2009;47:124–31.PubMed 12. World Medical Association. WMA Declaration Of Helsinki—ethical principles for medical #https://www.selleckchem.com/products/blebbistatin.html randurls[1|1|,|CHEM1|]# research involving human subjects. Adopted by the 18th WMA General Assembly, Helsinki, Finland, June 1964 and amended by the 52nd WMA General Assembly, Edinburgh, Scotland, October 2000. Ferney-Voltaire:
WMA; 2000. 13. International Conference on Harmonisation of Technical Requirements for Registration of Pharmaceuticals for Human Use. ICH harmonised tripartite guideline: guideline for good clinical practice E6(R1). http://www.ich.org/fileadmin/Public_Web_Site/ICH_Products/Guidelines/Efficacy/E6_R1/Step4/E6_R1__Guideline.pdf. Accessed 19 Nov 2012. 14. State Food and Drug Administration. Guideline for good clinical principles [in Chinese]. http://www.sda.gov.cn/WS01/CL0053/24473.html.
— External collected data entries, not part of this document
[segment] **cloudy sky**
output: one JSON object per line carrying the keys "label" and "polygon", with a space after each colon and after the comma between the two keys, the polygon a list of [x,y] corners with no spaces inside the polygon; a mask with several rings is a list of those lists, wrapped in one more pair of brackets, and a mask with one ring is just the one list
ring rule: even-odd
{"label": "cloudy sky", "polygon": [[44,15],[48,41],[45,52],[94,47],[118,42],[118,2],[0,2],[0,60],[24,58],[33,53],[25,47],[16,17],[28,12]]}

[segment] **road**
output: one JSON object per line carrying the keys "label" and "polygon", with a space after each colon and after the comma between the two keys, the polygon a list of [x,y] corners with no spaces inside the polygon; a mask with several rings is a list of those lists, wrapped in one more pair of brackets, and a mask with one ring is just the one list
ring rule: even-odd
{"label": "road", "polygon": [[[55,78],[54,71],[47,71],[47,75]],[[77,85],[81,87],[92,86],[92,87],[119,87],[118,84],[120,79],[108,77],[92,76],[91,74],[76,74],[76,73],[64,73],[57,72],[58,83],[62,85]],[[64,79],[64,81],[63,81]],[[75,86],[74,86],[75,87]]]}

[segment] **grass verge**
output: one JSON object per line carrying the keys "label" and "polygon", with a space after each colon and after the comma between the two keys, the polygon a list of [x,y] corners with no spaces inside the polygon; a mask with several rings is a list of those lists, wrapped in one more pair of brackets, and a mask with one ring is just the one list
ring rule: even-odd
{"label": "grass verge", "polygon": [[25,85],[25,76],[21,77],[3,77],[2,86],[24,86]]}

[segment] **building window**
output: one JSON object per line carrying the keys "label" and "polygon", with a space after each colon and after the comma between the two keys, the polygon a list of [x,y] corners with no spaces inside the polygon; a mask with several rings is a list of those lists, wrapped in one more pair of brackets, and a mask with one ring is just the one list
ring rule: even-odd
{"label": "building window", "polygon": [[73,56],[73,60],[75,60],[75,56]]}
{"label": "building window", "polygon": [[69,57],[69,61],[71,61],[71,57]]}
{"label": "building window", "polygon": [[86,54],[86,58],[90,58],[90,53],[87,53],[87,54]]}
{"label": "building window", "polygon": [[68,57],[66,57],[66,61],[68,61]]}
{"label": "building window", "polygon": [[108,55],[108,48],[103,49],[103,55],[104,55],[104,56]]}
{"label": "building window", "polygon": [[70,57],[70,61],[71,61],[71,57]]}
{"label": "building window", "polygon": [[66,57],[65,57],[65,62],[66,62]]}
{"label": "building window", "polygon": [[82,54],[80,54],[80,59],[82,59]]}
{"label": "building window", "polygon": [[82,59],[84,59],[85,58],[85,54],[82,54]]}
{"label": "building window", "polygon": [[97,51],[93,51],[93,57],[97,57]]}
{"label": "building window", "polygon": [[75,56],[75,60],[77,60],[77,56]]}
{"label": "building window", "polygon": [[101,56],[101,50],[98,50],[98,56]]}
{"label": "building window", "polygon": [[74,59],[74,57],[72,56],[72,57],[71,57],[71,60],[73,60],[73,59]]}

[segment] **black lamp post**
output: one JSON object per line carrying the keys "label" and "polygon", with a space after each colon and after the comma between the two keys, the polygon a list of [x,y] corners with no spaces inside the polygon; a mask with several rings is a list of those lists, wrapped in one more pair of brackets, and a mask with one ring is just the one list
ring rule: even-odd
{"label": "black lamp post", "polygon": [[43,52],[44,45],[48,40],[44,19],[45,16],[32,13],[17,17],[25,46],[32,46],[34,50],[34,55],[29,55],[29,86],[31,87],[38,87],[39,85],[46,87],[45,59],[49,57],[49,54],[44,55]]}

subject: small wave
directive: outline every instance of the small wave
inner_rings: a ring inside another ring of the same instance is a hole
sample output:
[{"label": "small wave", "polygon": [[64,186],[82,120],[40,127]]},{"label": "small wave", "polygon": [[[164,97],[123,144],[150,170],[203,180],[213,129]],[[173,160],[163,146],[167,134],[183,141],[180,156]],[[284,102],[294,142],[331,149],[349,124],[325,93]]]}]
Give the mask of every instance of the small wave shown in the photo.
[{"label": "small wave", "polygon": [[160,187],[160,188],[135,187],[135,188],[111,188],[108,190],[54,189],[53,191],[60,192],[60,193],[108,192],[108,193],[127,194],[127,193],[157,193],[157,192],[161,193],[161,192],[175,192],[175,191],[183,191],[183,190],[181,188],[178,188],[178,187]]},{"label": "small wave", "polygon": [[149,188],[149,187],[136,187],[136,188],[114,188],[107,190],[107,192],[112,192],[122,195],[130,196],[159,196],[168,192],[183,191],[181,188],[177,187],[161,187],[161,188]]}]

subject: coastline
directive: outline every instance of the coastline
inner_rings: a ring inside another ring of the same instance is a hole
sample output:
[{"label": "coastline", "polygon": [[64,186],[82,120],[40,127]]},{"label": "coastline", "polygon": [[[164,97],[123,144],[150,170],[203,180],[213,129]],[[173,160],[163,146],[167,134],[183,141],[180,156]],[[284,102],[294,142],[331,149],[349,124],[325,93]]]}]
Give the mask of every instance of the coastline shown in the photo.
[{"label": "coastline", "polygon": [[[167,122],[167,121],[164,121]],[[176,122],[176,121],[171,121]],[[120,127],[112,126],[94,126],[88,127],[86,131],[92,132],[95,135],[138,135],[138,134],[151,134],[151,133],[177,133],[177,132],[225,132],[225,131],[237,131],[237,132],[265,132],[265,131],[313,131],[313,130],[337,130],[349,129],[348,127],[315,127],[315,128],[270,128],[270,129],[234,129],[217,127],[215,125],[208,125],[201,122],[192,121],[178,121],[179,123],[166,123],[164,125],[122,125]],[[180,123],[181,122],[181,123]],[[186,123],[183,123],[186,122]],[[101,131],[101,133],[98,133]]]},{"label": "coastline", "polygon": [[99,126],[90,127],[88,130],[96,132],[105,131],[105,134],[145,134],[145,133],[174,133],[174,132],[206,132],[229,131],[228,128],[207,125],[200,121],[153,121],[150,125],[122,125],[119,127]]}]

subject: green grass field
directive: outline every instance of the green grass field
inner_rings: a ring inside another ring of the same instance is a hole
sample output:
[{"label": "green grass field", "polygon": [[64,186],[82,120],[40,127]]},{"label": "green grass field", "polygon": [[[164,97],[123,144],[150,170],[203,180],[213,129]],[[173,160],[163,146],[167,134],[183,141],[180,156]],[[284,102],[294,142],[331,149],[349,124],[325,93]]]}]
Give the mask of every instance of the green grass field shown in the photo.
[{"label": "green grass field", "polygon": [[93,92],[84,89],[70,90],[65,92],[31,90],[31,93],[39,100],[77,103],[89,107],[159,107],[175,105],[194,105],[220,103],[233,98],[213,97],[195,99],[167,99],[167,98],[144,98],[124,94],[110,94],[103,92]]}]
Accessed 1 Dec 2009. 15. Center for Drug Evaluation and Research, US Food and Drug Administration. Guidance for industry: bioanalytical method validation. http://www.fda.gov/downloads/Drugs/GuidanceComplianceRegulatoryInformation/Guidances/ucm070107.pdf. Accessed 19 Nov 2012. 16. Cabovska B, Cox SL, Vinks AA. Determination of
risperidone and enantiomers of 9-hydroxyrisperidone in plasma by LC–MS/MS. J Chromatogr B Analyt Technol Biomed Life Sci. 2007;852:497–504.PubMedCrossRef 17. Zhang G, Terry AV Jr, Bartlett MG. Sensitive liquid chromatography/tandem mass spectrometry method for the simultaneous determination of olanzapine, risperidone, 9-hydroxyrisperidone, Selleckchem ABT888 clozapine, haloperidol and ziprasidone in rat brain tissue. SDHB J Chromatogr B Analyt Technol Biomed Life Sci. 2007;858:276–81.PubMedCrossRef 18. Shumaker RC. PKCalc: a BASIC interactive computer program for statistical and pharmacokinetic analysis of data. Drug Metab Rev. 1986;17:331–48.PubMedCrossRef 19. Center for Drug Evaluation, State Food and Drug Administration. Guideline for bioavailability and
bioequivalence studies of generic drug products [in Chinese]. http://www.cde.org.cn/zdyz.do?method=largePage&id=2066. Accessed 1 Dec 2009. 20. Center for Drug Evaluation and Research, US Food and Drug Administration. Guidance for industry: bioavailability and bioequivalence studies for orally administered drug products—general considerations. http://www.fda.gov/downloads/Drugs/GuidanceComplianceRegulatoryInformation/Guidances/UCM070124.pdf. Accessed 19 Nov 2012.”
“1 Introduction α2-Adrenoceptor agonists such as clonidine and guanfacine are used as adjunctive treatments to psychostimulants in the treatment of attention-deficit/hyperactivity disorder (ADHD) when the response to psychostimulants alone is suboptimal [1–4]. Guanfacine extended release (GXR), a selective α2A-adrenoceptor agonist, is approved by the US Food and Drug Administration as monotherapy and as adjunctive therapy to psychostimulant medications for the treatment of ADHD in children and adolescents aged 6–17 years [5].